The challenge in answering this one is that it depends on the actions you take operationally. The system is flexible here and, in effect, how you handle it is partially in your control.

One scenario could be that after it has been acknowledged as persisted, but before it’s been replicated, the node fails. In that case, if you do not failover the node, when it comes back online, that item will be replicated.

One other scenario is that you could have autofailover enabled and after it’s received by the primary but before it’s replicated or persisted, autofailover kicks in and brings a replica to primary. In this case, your application will have seen the failure to achieve the durability requirement requested. If the previous primary does come back online, before it rejoins the cluster it will resync with the state of the current cluster meaning the location where the item is active is now the current state.

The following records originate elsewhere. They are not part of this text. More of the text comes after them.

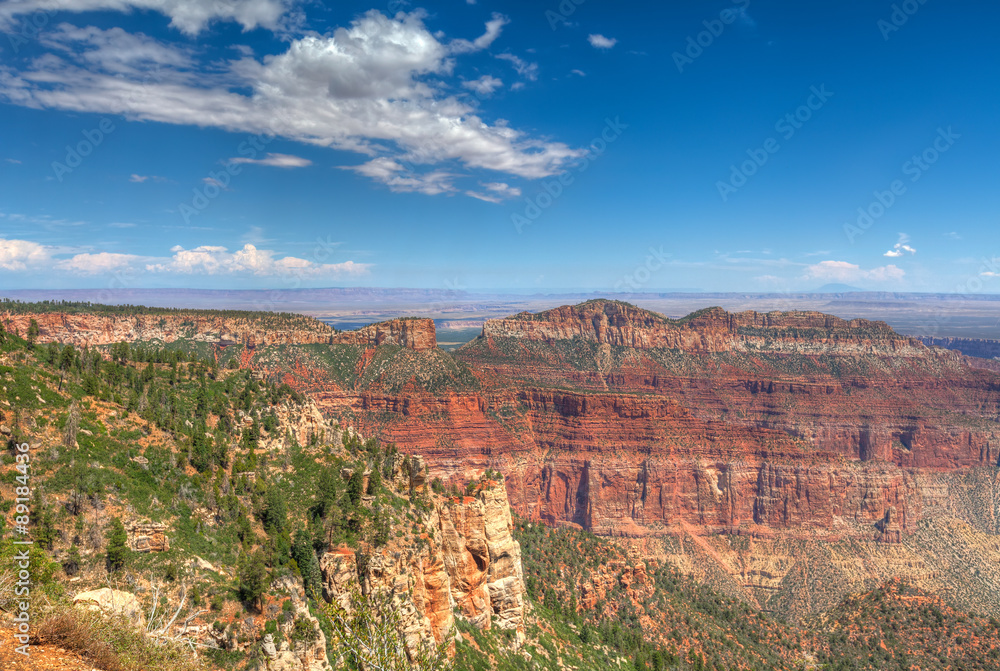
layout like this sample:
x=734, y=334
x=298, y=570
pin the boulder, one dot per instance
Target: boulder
x=112, y=602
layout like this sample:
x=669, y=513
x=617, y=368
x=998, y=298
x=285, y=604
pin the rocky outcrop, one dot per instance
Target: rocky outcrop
x=148, y=537
x=976, y=347
x=415, y=334
x=467, y=558
x=90, y=329
x=710, y=330
x=626, y=423
x=112, y=602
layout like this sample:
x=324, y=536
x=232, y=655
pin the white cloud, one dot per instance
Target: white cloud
x=485, y=85
x=400, y=179
x=497, y=192
x=188, y=16
x=216, y=260
x=114, y=49
x=373, y=87
x=276, y=161
x=22, y=254
x=214, y=182
x=901, y=247
x=599, y=41
x=525, y=69
x=843, y=271
x=493, y=28
x=96, y=264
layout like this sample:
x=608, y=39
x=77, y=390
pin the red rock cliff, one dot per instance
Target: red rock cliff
x=415, y=334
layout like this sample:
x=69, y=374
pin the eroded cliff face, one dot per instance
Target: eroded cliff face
x=466, y=557
x=625, y=423
x=89, y=330
x=415, y=334
x=709, y=330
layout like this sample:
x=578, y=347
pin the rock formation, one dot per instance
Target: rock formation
x=627, y=423
x=467, y=558
x=89, y=329
x=415, y=334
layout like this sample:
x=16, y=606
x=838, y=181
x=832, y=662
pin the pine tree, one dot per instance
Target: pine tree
x=118, y=550
x=71, y=565
x=72, y=425
x=252, y=576
x=32, y=333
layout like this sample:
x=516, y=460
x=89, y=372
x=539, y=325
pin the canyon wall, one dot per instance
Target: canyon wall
x=89, y=330
x=466, y=558
x=625, y=423
x=415, y=334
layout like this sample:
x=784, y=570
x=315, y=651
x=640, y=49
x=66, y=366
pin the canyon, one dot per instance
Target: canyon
x=786, y=457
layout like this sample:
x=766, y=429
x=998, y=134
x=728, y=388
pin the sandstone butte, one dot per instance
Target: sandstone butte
x=89, y=330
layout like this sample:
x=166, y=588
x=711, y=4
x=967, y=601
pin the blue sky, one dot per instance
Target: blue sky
x=724, y=146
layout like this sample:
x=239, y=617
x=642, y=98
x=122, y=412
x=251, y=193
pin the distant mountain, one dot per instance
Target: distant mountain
x=836, y=289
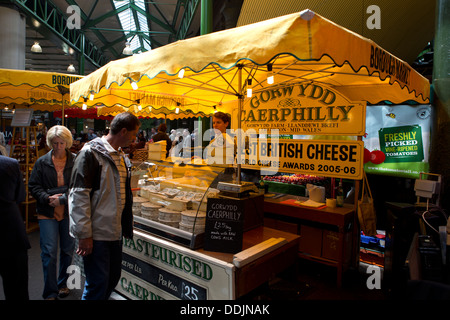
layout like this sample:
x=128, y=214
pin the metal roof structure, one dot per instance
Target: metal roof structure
x=106, y=26
x=98, y=30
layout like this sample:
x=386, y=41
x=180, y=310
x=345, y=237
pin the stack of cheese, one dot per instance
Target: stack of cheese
x=169, y=217
x=177, y=206
x=137, y=203
x=150, y=211
x=193, y=221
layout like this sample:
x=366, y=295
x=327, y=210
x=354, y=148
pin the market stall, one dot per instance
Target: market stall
x=24, y=92
x=44, y=91
x=299, y=74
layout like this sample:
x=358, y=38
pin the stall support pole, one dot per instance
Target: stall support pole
x=240, y=103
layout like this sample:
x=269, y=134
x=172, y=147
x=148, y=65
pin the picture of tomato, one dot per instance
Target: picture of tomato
x=366, y=155
x=377, y=156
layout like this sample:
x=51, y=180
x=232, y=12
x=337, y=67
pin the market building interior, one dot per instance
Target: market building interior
x=323, y=254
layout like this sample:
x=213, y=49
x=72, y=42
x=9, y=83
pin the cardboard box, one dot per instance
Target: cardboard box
x=310, y=240
x=281, y=225
x=156, y=155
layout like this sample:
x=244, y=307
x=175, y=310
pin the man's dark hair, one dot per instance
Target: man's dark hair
x=124, y=120
x=162, y=127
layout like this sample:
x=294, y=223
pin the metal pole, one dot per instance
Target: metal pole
x=240, y=104
x=206, y=17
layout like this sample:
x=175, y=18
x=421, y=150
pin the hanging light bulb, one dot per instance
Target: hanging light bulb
x=127, y=50
x=249, y=88
x=270, y=78
x=36, y=48
x=71, y=68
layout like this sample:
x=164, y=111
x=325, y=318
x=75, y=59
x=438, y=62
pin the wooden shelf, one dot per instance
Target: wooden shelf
x=24, y=148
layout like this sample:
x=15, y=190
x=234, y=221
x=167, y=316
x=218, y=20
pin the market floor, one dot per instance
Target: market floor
x=306, y=281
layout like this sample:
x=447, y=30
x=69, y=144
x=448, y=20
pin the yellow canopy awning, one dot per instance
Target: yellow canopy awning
x=300, y=47
x=35, y=89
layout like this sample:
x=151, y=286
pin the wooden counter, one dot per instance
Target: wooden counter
x=327, y=235
x=254, y=274
x=154, y=268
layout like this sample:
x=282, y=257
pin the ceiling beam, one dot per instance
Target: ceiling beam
x=48, y=15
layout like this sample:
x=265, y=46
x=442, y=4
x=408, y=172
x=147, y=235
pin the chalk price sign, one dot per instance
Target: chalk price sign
x=224, y=225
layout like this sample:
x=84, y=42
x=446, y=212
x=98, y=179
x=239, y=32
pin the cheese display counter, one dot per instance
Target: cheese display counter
x=327, y=235
x=170, y=199
x=168, y=256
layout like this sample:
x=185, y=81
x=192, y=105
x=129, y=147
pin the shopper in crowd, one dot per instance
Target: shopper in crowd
x=3, y=151
x=187, y=143
x=2, y=139
x=100, y=208
x=91, y=134
x=221, y=149
x=48, y=184
x=153, y=131
x=162, y=135
x=74, y=134
x=173, y=134
x=14, y=242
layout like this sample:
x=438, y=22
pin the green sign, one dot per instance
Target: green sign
x=402, y=144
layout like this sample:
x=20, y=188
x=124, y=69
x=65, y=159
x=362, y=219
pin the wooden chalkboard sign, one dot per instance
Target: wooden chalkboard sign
x=224, y=225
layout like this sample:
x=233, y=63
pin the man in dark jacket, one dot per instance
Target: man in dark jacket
x=13, y=237
x=100, y=205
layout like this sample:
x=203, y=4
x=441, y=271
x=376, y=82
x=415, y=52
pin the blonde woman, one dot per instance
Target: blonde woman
x=49, y=182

There isn’t a single best practice, arguably, as there isn’t a single “what do I do in this situation?” answer. For many of our users, they prioritize availability over higher levels of durability in the face of failure. That means they turn on autofailover, allowing applications which have more context to manage what to do in particular data mutation cases. For some other users, they prefer to not use auto-failover and have a human involved in deciding what to do next. For yet others, they may have some longer unavailability while they attempt to recover a node.

I hope that helps. Is there is a specific goal you have with this update? We can maybe give some options in that case.


#4

Yeah, I know, as I was the one who kicked it off :smiley:


#5

Nice explanation! Thank you!

So please help me to understand the second scenario with the autofailover. When the former primary gets back online with locally persisted but not replicated items and starts resyncing, would these items get wiped off or something?

As for the goal I have, it’s just about a general investigation on how Couchbase deals with node failures.


#6

Yes, and that’s really intentional. You could look at those previously persisted items as an “alternate history” that didn’t play out. When the failure occurred, the cluster picked a new starting place, got everyone to agree, and started the universe moving forward from there. When the old node recovers and tries to join this universe, it has to do so with a shared understanding of that universe, which potentially means dropping data that wasn’t passed along.

Of course, in practice, since replication is memory-to-memory and Disk IO tends to be higher latency (the replication of an item and the persistence of items are both scheduled concurrently), things will tend to be replicated more than persisted, but there is no guarantee. Also, the app (through the SDK) has some ability to influence outcomes too with the Durability Requirements features we were talking about.

There are some other things we’re thinking about adding in the future (can share more on it later), but I’d expect that’ll just increase flexibility over what we’re talking about here. If that fits into your “investigation”, we can certainly chat directly.


#8

Thank you so much! It’s really awesome and very good news! I’ll share details you’ve provided on StackOverflow.